Intracranial hemorrhage: A Review
Intracranial hemorrhage is a subject neuro-intensivists spend years learning about and refining their knowledge and skills on. A few key points:
Myocardial "stunning" with depressed ejection fraction and pulmonary edema should be expected, due to a form of tako-tsubo cardiomyopathy, most commonly in subarachnoid hemorrhage. It's not due to ischemia and gets better over weeks.
Fever reduction is recommended, although therapeutic cooling and targeted temperature management (induced hypothermia) have not been shown prospectively to improve outcomes. The increased metabolic demand of shivering caused by cooling concerns some experts.
Regarding prognosis, survival and outcomes data are strongly tainted by self-fulfilling prophecy bias (withdrawal of care in a large percentage of those who seem unlikely to improve based on prognostic signs, leads to indeterminate reliability or truth of those prognostic signs going forward). Do-not-resuscitate status specifically is associated with increased mortality, even when comparing patients with similar illness severity.

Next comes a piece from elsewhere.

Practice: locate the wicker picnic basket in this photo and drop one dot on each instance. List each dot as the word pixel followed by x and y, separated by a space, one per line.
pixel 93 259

Vasospasm after subarachnoid hemorrhage is common, predictable and can cause cerebral infarction if untreated. Thick blood in the subarachnoid space and bleeding in the lateral ventricles bilaterally signals higher risk for vasospasm. Nimodipine selectively vasodilates cerebral arteries and improves outcomes and should be given to all victims of SAH due to a ruptured aneurysm. A phase III study of pravastatin is also underway.
There is no standard recommended approach to intracranial pressure monitoring. New devices can measure brain temperature and partial pressure of oxygen, but optimizing these hasn't been shown to improve outcomes; only optimizing cerebral perfusion pressure (mean arterial pressure minus intracerebral pressure) has.
Hypertonic saline, given in boluses, is gaining preferred status over mannitol (despite a lack of randomized trials), as mannitol can cause osmotic diuresis and hypovolemia in repeated doses.
The best approach to blood pressure control is totally unclear. The INTERACT trial is underway to try to answer this.
Prothrombin complex concentrates may work better than fresh frozen plasma at correcting warfarin coagulopathy. The INCH trial is underway for this question.
Seizures are bad, and EEG should be obtained for any suspicion. However, anticonvulsants should not be prescribed prophylactically for intraparenchymal hemorrhage -- they are associated with worse functional outcomes, and fever, in these patients. Anticonvulsants may be given prophylactically to tenuous SAH patients to prevent seizure-induced rebleeding, but routine use there is also not recommended.
Airton Leonardo de Oliveira Manoel. The critical care management of spontaneous intracranial hemorrhage: a contemporary review. Critical Care. 2016.